Interest rates are generally affected by the decisions that the Bank of England make and recently, the central bank decided to keep the base rate unchanged.

However, it was acknowledged that negative rates remain in the “toolbox”.

As recent minutes from the latest base rate decision confirmed: “The Committee had discussed its policy toolkit, and the effectiveness of negative policy rates in particular, in the August Monetary Policy Report, in light of the decline in global equilibrium interest rates over a number of years.

“Subsequently, the MPC had been briefed on the Bank of England’s plans to explore how a negative Bank Rate could be implemented effectively, should the outlook for inflation and output warrant it at some point during this period of low equilibrium rates.

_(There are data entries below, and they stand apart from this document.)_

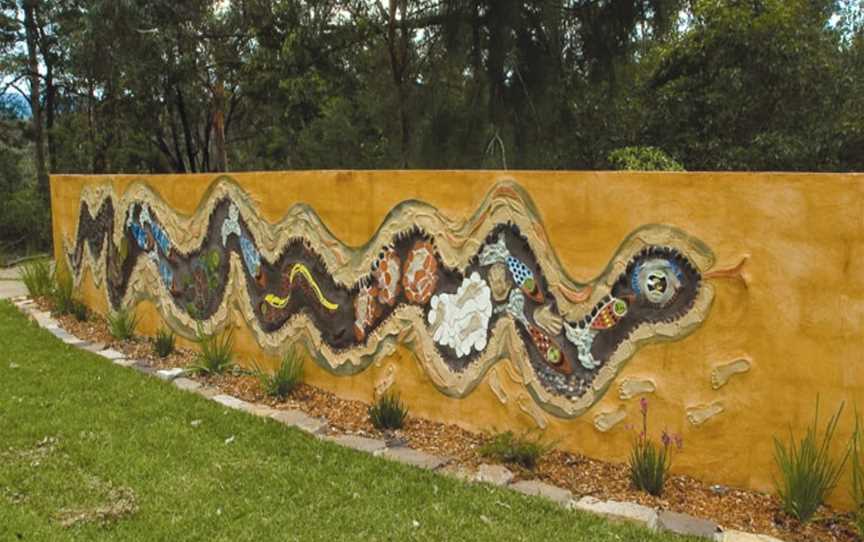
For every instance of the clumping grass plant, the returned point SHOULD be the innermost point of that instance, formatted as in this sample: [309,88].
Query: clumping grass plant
[38,278]
[122,324]
[216,354]
[388,412]
[857,453]
[79,310]
[163,345]
[525,450]
[808,472]
[649,461]
[63,293]
[285,379]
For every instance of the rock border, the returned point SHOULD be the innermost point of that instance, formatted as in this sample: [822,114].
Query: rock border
[498,475]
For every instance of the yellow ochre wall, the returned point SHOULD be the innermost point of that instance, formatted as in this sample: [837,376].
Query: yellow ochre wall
[798,315]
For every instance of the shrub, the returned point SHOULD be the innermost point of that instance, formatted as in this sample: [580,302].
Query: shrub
[37,277]
[808,473]
[63,293]
[164,343]
[80,311]
[122,324]
[216,355]
[649,462]
[857,451]
[643,159]
[388,412]
[283,381]
[522,450]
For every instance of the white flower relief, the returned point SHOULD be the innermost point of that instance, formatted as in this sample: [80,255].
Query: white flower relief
[461,320]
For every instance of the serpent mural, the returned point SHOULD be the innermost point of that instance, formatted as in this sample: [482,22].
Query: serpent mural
[460,293]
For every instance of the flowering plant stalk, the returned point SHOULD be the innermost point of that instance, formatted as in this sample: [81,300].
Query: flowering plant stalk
[649,462]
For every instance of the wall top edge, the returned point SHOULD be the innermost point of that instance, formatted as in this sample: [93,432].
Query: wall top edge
[497,172]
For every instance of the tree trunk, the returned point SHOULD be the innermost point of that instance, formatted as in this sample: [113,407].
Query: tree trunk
[31,32]
[219,150]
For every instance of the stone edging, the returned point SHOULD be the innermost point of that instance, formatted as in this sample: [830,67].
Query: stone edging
[653,519]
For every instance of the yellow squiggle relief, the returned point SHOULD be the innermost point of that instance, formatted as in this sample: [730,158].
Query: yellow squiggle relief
[303,270]
[277,302]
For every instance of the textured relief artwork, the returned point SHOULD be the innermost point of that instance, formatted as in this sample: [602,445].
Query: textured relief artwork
[461,292]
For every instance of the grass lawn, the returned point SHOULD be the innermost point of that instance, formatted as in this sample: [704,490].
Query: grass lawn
[93,451]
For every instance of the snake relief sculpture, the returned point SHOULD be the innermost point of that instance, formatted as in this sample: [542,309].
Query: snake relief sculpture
[461,294]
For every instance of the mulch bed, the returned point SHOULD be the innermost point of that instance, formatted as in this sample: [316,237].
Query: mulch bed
[739,509]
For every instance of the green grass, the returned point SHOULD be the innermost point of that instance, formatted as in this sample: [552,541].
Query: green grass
[80,437]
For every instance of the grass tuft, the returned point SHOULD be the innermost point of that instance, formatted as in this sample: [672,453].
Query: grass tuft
[119,441]
[524,450]
[217,352]
[857,453]
[38,278]
[122,324]
[649,462]
[63,293]
[388,412]
[285,379]
[163,345]
[80,311]
[808,472]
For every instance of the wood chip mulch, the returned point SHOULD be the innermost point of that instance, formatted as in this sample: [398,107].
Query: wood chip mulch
[731,508]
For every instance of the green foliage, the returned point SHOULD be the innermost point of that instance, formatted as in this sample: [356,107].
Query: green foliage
[285,379]
[857,456]
[388,412]
[80,311]
[37,277]
[649,465]
[808,472]
[643,159]
[122,324]
[216,354]
[525,450]
[163,345]
[83,454]
[63,292]
[649,462]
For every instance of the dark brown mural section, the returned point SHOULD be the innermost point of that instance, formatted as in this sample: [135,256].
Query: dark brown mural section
[461,305]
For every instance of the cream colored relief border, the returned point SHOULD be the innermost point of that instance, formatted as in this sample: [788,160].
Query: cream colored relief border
[456,241]
[504,342]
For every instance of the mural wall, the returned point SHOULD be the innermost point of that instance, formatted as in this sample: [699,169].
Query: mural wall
[461,294]
[551,300]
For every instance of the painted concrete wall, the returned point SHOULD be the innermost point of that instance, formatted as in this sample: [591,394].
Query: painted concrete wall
[794,311]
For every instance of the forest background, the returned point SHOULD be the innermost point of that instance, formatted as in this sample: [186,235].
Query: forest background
[153,86]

“The Bank of England and the Prudential Regulation Authority will begin structured engagement on the operational considerations in 2020 Q4.”

The next decision on the Bank of England base rate will be made on November 5.

The Bank of England also has a current inflation target rate of two percent, with the actual rate currently sitting at around 0.2 percent.

Additionally, Quantitative Easing sums have reached £745billion.

Insight into how all of these fiscal and economic factors can impact pensions, mortgages and savings can be sought from the likes of the Money Advice Service and the Money and Pensions Service who can provide impartial guidance on financial matters.